The challenge we face today is not only to get existing therapies to patients but also to encourage a steady stream of new medicines. The fact is that development of new and better medicines will depend upon whether the international community maintains the stability of an intellectual property system that rewards the development of these medicines. Private sector risk taking and investment generated those innovative medicines that today save countless millions of lives around the world. And investment will be the key to developing a new generation of innovative AIDS treatments that work against increasingly resistant strains of the virus, or, even better, a vaccine.

Moreover, patents and other "tools" of the intellectual property system stimulate technology transfer, investment and economic growth. And, even more important in the long term, we should not forget that they spur and reward local creativity and innovation.

The software industry in India, for example, achieved world-class status after improvements were made to its copyright regime. And Brazil and China have experienced vast increases in pharmaceutical sector investment following improvements to patent laws. Over time, there is no reason whatsoever why Africa should be different.

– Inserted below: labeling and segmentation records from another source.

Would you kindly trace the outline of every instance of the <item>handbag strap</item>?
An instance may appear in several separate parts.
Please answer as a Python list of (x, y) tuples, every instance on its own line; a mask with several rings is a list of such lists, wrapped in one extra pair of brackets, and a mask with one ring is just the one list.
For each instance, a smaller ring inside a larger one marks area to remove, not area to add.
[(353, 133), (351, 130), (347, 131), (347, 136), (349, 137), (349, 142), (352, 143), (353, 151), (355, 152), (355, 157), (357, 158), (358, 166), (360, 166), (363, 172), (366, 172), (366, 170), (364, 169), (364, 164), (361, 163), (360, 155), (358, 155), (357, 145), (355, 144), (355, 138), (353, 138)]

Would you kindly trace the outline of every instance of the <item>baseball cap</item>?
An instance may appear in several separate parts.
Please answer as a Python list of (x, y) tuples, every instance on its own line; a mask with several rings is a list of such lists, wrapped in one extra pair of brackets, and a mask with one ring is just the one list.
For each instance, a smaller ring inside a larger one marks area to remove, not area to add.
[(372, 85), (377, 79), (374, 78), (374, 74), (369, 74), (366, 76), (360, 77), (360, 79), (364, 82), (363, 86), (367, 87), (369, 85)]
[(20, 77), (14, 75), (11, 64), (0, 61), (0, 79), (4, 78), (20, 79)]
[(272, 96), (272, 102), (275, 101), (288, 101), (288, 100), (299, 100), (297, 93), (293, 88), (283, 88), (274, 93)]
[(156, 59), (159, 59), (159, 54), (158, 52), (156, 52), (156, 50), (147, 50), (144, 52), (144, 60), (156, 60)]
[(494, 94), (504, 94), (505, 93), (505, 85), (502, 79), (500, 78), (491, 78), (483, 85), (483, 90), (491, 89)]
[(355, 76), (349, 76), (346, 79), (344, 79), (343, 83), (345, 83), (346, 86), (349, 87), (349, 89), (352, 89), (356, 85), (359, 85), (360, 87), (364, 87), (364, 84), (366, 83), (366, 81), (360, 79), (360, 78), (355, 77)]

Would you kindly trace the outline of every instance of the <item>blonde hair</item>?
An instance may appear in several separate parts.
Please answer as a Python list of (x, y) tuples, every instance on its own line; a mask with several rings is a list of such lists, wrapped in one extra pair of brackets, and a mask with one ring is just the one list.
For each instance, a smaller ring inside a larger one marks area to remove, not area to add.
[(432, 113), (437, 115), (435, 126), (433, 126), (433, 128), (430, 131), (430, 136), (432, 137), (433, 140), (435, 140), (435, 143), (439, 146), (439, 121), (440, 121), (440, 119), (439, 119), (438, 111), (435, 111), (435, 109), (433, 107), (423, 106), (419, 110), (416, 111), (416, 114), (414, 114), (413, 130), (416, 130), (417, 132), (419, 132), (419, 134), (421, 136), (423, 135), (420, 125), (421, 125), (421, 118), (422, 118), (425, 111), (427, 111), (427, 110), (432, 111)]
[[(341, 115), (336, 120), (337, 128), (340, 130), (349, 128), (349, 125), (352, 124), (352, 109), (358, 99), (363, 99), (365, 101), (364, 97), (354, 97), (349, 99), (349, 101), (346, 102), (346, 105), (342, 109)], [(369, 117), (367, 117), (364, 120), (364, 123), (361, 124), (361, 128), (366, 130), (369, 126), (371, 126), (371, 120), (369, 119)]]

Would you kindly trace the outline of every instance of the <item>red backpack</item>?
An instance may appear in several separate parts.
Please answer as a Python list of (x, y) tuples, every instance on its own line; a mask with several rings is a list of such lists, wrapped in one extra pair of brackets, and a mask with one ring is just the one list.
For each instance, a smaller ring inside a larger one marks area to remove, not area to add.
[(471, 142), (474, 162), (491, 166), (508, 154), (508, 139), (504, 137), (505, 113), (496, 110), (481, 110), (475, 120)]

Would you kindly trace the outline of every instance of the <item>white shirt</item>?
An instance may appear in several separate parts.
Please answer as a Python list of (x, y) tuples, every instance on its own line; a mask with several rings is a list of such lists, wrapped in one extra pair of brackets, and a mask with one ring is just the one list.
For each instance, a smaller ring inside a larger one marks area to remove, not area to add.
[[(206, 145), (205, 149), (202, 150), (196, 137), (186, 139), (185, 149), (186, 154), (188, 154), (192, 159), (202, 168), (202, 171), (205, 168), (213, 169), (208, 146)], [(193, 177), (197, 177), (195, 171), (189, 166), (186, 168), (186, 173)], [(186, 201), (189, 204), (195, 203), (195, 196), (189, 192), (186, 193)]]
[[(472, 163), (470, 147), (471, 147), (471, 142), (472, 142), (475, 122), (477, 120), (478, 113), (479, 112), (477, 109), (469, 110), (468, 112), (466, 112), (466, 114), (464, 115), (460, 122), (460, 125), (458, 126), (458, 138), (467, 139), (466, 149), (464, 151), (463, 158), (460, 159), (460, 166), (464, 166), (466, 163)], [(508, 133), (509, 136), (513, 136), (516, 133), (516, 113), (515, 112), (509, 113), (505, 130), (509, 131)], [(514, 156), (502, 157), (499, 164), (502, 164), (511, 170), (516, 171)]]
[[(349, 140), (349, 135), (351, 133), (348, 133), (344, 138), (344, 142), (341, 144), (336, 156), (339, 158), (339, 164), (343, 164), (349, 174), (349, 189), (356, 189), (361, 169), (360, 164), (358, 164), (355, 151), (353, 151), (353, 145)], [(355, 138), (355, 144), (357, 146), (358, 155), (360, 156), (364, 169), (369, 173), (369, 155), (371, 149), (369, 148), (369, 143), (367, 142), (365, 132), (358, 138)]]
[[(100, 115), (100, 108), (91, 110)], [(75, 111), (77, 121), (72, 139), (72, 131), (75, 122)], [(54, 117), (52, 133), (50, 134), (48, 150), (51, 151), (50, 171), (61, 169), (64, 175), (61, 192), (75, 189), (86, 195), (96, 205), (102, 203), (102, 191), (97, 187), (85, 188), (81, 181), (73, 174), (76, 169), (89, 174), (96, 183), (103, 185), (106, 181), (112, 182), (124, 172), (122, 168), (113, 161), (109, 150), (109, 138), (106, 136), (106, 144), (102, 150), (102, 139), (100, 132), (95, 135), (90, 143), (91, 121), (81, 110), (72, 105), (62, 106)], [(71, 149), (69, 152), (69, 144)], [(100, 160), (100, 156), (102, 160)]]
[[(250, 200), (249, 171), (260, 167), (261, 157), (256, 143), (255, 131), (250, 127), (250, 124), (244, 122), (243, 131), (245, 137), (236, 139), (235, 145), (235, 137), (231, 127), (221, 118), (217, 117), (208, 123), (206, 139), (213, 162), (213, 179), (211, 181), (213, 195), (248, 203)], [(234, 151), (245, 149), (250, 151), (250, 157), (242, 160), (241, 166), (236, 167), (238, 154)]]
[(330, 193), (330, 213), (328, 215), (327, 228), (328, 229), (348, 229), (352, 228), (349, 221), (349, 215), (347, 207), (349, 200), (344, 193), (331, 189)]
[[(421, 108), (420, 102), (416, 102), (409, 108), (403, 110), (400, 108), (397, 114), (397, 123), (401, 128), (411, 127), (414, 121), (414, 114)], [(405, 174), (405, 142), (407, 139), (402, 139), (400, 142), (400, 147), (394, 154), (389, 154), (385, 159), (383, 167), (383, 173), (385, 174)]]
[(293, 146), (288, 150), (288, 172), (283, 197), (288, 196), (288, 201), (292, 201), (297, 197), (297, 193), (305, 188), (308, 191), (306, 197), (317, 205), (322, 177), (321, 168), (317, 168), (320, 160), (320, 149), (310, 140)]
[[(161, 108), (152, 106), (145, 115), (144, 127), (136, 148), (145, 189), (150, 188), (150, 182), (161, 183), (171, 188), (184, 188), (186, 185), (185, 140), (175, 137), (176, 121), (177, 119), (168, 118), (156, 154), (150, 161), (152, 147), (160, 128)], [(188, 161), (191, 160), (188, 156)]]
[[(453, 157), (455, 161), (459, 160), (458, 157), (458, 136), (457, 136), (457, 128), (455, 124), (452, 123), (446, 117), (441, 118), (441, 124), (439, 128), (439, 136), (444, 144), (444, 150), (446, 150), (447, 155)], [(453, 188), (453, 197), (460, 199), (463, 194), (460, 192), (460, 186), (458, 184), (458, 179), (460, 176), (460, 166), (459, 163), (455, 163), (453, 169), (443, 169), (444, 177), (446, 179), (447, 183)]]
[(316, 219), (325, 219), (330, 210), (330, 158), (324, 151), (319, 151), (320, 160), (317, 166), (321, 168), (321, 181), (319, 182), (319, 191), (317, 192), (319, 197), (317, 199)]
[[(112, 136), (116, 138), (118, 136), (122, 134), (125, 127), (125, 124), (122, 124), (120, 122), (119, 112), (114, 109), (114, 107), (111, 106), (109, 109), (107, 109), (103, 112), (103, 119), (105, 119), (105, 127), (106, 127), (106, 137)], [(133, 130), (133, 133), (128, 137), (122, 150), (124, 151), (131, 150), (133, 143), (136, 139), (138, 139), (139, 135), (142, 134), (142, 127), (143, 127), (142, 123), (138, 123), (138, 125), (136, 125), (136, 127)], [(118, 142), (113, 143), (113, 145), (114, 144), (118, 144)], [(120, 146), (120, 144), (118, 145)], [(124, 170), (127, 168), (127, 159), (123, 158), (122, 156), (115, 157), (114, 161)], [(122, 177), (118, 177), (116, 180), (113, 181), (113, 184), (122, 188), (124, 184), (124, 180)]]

The European Union and United States cling to massive subsidies and high tariffs on textile and agriculture products, among others, stripping developing countries of their competitive advantage and preventing them from competing effectively in the global marketplace. Oxfam estimates that if Africa could get only 1% additional share of world trade, that would inject $70 billion into African economies. If only 10% of that were to go to health, Africa would have the means to confront its health crisis.

Rich countries also need to contribute more to the U.N. Global Fund to Fight AIDS, tuberculosis, and malaria. Over the longer term, more trade will enable Africans to confront their health crises. But they also urgently need more direct assistance. U.N. Secretary General Kofi Annan has called for $7 billion to $10 billion annually for the Global Fund. Rich countries have so far only contributed a fraction of this amount.

WTO members must redouble their efforts in the next weeks and come up with a practical and effective solution aimed at affording poor nations greater access to the medicines they desperately need. The "waiver" approach is the only mechanism that will achieve this goal without stifling innovation. There will be no quick fix to the human catastrophe that is the HIV/AIDS epidemic.

A long-term solution will require the U.S. and the EU to liberalize their markets and help developing countries onto a path of sustainable economic growth. It remains truly shameful that we subsidize every cow in the EU with €2.5 every day -- which is more than three-quarters of the population of sub-Saharan Africa have to try to live on. Fighting poverty will also require freeing markets.

Mr. Bildt is the former prime minister of Sweden.